5 thoughts on “Reimagining the Archive: Rethinking Archival Practice and Theory

  1. Thank you for the insight, i managed to get a perspective from a different point of view, considering the divide with my Southern African perspective.

  2. For me, the outcome of a successful report is that it connects me with ideas I couldn't access first hand and that it leaves me eager to re-imagine my own day-to-day work as a "narrator". However, large institutions tend to be heavily based on the division of labour and what sounds promising regarding the collaboration between professional editor-archivists and non-professional user-contributors, can be an obstacle on the way to turn a stolid leviathan in a different direction. How can I as an individual implement the critical revision of a still operating archival model into my practice? But perhaps this is one of the challenges we have to pursue to overcome if we want the imagination to come out of the closet.
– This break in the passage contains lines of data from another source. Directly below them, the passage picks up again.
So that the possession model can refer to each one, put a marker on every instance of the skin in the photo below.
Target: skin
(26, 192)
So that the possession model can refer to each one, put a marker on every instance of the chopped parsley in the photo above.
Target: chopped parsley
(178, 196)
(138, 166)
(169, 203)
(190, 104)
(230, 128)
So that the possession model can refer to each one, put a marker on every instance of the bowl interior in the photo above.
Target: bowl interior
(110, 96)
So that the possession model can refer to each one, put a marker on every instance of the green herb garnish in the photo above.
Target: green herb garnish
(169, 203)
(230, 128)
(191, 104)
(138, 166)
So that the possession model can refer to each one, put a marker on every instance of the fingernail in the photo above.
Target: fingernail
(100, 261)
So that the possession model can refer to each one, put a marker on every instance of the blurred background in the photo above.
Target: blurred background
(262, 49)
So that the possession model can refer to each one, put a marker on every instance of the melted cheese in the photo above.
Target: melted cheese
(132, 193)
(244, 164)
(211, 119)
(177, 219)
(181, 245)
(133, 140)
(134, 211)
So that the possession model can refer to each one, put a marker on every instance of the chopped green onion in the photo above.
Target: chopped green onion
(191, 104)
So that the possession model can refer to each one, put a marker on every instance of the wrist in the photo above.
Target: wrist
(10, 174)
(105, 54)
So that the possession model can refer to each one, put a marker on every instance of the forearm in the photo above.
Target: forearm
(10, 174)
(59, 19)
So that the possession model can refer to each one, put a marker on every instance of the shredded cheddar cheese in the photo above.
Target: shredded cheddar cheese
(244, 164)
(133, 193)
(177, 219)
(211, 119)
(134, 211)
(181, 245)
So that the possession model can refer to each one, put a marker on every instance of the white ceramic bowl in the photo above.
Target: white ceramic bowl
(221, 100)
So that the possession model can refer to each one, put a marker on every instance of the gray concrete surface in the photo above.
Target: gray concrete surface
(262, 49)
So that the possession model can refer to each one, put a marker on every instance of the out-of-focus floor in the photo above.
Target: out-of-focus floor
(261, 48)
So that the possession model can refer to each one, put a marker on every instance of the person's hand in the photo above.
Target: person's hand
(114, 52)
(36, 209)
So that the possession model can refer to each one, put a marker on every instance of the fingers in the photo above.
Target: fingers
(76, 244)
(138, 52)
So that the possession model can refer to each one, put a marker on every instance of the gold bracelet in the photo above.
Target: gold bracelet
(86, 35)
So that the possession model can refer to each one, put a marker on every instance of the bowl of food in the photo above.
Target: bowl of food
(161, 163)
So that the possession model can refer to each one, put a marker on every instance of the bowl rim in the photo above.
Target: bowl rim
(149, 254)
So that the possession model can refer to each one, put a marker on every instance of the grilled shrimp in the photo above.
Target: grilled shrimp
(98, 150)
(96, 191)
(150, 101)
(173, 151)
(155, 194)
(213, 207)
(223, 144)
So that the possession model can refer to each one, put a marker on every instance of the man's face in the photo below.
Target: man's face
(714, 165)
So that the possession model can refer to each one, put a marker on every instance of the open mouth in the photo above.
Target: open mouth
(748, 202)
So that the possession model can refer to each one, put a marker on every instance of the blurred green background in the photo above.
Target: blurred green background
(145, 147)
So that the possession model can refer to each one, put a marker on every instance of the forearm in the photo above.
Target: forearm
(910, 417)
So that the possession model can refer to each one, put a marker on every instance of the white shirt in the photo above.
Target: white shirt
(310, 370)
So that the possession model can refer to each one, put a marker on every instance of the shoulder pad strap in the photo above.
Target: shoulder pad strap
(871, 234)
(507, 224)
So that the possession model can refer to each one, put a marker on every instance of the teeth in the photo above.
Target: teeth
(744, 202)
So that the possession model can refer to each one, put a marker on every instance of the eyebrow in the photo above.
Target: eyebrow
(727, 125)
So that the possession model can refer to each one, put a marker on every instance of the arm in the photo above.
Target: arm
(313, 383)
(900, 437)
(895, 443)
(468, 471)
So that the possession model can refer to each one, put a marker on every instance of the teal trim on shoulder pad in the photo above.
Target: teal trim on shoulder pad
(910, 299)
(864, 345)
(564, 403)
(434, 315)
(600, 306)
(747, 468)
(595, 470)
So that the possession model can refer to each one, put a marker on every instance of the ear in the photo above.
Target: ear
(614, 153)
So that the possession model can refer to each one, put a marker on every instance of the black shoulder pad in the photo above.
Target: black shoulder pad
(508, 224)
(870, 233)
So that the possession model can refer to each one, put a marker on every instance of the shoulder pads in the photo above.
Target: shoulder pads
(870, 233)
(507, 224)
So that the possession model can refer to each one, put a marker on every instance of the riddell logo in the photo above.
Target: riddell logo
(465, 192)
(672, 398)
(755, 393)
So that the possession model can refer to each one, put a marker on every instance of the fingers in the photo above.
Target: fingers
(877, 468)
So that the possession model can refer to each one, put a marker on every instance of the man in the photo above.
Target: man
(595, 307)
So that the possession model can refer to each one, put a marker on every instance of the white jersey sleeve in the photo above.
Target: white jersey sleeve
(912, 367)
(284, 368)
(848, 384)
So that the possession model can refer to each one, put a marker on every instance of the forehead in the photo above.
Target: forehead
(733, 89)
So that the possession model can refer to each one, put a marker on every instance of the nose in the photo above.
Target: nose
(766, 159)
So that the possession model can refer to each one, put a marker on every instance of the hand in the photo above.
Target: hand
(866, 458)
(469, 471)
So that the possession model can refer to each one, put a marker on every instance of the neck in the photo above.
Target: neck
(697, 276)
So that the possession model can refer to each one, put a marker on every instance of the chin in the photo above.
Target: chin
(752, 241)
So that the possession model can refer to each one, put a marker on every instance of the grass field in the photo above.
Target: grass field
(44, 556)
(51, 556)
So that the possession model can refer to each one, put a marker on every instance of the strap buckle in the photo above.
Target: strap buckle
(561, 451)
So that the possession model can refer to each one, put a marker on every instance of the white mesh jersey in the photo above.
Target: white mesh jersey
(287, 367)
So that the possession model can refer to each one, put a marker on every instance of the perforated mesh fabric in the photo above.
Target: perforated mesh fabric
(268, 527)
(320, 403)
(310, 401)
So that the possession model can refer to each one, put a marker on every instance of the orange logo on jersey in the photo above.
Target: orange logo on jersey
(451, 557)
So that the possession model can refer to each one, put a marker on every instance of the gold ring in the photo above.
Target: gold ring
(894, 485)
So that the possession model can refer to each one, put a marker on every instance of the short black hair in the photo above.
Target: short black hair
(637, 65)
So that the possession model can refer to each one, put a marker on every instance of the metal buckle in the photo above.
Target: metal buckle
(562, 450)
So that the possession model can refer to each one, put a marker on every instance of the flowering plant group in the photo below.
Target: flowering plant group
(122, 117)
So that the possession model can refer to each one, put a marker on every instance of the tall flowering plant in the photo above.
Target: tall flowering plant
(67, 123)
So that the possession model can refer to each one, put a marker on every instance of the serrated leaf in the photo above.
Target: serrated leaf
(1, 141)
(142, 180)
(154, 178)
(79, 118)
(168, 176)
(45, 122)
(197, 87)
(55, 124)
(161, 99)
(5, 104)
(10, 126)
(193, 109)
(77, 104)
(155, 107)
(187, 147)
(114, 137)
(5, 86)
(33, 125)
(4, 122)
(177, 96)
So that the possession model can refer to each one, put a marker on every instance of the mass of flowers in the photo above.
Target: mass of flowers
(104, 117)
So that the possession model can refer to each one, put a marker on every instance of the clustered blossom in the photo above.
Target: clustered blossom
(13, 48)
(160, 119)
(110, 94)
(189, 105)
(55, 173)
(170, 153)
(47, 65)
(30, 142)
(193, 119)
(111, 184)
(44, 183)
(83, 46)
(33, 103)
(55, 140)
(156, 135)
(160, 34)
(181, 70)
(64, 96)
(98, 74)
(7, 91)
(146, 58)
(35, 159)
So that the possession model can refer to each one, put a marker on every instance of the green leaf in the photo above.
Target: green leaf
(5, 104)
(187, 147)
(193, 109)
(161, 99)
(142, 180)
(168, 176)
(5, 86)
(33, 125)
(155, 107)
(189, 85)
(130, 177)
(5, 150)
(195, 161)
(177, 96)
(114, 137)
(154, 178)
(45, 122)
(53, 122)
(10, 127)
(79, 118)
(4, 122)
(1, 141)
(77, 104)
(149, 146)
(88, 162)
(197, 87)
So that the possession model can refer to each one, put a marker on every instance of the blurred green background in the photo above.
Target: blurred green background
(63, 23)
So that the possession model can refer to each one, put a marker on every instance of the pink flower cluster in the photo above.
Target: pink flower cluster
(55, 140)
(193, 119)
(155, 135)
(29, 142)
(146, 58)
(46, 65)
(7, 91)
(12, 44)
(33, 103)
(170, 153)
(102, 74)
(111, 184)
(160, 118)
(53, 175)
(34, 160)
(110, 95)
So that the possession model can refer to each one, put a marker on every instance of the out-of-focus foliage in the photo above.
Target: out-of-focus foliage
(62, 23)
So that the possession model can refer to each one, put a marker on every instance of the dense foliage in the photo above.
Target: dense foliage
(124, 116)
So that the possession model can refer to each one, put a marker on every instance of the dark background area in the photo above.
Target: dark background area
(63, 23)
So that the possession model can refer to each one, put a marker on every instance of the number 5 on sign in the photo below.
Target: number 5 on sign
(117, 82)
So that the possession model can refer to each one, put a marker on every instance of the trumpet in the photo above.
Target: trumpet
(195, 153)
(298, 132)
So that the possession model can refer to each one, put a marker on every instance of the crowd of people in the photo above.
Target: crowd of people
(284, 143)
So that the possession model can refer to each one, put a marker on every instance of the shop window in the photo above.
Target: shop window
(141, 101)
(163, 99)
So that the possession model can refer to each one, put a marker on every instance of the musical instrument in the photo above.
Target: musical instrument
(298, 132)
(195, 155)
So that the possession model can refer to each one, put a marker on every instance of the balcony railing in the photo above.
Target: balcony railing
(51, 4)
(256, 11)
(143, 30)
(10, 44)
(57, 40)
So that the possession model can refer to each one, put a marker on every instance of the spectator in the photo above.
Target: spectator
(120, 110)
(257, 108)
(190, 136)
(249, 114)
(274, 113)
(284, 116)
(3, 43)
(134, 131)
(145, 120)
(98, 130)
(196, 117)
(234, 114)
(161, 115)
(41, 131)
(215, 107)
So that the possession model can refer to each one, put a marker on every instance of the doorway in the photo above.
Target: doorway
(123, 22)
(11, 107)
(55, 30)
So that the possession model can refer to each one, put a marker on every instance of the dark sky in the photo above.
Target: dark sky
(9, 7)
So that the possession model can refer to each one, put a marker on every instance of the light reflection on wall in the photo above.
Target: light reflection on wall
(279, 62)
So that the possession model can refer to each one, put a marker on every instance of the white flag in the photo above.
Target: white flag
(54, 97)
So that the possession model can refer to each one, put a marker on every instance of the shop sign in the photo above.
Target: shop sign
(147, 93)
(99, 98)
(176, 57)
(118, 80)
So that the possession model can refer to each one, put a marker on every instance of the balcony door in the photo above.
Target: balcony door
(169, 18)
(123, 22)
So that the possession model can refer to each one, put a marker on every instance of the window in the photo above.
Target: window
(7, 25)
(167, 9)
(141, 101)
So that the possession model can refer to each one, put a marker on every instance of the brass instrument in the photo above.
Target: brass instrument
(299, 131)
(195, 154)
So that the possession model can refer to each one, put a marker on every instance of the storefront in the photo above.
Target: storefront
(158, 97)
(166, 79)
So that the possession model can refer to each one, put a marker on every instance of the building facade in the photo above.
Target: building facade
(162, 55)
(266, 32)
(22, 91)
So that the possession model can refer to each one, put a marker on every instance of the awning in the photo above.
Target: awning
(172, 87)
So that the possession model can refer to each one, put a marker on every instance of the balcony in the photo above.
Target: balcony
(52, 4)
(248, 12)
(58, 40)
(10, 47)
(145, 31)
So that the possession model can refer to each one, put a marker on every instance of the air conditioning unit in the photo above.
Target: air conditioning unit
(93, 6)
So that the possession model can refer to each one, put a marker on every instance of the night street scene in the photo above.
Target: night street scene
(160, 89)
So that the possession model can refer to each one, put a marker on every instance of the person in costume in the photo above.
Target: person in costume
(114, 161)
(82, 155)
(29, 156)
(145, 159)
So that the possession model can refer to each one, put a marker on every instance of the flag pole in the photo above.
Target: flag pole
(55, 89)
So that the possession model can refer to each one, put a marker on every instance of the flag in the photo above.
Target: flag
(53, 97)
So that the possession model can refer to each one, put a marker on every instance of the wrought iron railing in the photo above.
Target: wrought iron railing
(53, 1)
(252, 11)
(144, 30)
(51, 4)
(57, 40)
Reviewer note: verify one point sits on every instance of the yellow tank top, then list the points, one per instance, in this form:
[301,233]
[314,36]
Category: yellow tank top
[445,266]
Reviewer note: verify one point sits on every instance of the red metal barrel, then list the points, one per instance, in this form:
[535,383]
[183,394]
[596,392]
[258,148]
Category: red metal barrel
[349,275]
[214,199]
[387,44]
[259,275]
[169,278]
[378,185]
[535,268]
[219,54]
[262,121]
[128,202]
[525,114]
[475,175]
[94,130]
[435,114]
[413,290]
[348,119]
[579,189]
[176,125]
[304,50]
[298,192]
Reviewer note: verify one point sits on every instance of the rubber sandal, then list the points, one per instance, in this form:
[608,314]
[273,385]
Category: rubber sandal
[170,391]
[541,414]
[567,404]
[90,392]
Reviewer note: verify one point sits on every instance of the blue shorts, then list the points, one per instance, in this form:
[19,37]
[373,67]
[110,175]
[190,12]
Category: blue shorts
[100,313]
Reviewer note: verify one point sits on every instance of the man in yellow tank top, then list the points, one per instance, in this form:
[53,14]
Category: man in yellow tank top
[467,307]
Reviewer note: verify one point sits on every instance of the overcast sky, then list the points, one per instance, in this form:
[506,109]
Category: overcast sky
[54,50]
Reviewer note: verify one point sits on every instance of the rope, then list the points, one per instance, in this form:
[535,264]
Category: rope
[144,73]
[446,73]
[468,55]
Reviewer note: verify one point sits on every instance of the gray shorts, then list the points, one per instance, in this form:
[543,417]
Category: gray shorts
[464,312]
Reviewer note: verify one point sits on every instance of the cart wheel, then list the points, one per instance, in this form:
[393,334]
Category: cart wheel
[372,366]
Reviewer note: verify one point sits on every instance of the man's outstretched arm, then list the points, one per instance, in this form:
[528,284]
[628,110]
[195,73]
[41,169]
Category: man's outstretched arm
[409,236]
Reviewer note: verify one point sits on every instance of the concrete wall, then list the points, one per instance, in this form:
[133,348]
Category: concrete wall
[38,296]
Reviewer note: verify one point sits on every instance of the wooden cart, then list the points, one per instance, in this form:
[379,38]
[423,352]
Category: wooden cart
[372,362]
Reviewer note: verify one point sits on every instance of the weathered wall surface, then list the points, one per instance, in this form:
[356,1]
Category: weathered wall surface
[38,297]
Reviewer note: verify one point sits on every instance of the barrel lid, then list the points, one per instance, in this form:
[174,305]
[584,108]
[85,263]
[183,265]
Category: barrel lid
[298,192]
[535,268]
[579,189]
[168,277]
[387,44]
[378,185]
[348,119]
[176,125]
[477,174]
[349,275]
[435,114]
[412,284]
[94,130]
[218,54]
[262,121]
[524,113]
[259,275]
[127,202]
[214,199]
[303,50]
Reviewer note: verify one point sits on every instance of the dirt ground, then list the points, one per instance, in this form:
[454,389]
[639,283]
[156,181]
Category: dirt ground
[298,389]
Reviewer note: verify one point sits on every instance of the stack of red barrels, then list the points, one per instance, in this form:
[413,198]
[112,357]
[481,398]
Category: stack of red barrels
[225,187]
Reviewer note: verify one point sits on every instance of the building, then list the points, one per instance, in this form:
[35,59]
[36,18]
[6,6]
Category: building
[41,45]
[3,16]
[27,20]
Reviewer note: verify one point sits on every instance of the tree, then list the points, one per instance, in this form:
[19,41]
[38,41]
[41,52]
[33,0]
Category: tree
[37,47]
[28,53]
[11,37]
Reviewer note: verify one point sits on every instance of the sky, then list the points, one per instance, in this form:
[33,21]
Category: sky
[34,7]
    1. Thanks for your comment, Mara. You bring up a really great point of discussion. As an individual narrator-editor-archivist, I think you have to be your own advocate for new kinds of collaboration. Document the imaginative work that you do and its successful results. This kind of documentation can be used as evidence to the 'higher-ups' in your institution/organization. Or find like-minded colleagues from other organizations that have taken on innovative projects and brainstorm with them on how to bring similar projects to your archive.

      1. A lively discussion can be made as well by grouping up with archivists from the African continent, we are also having interesting dicsussions from our side and i would recommend a juxtaposition of our ideas from our different but equally important angles.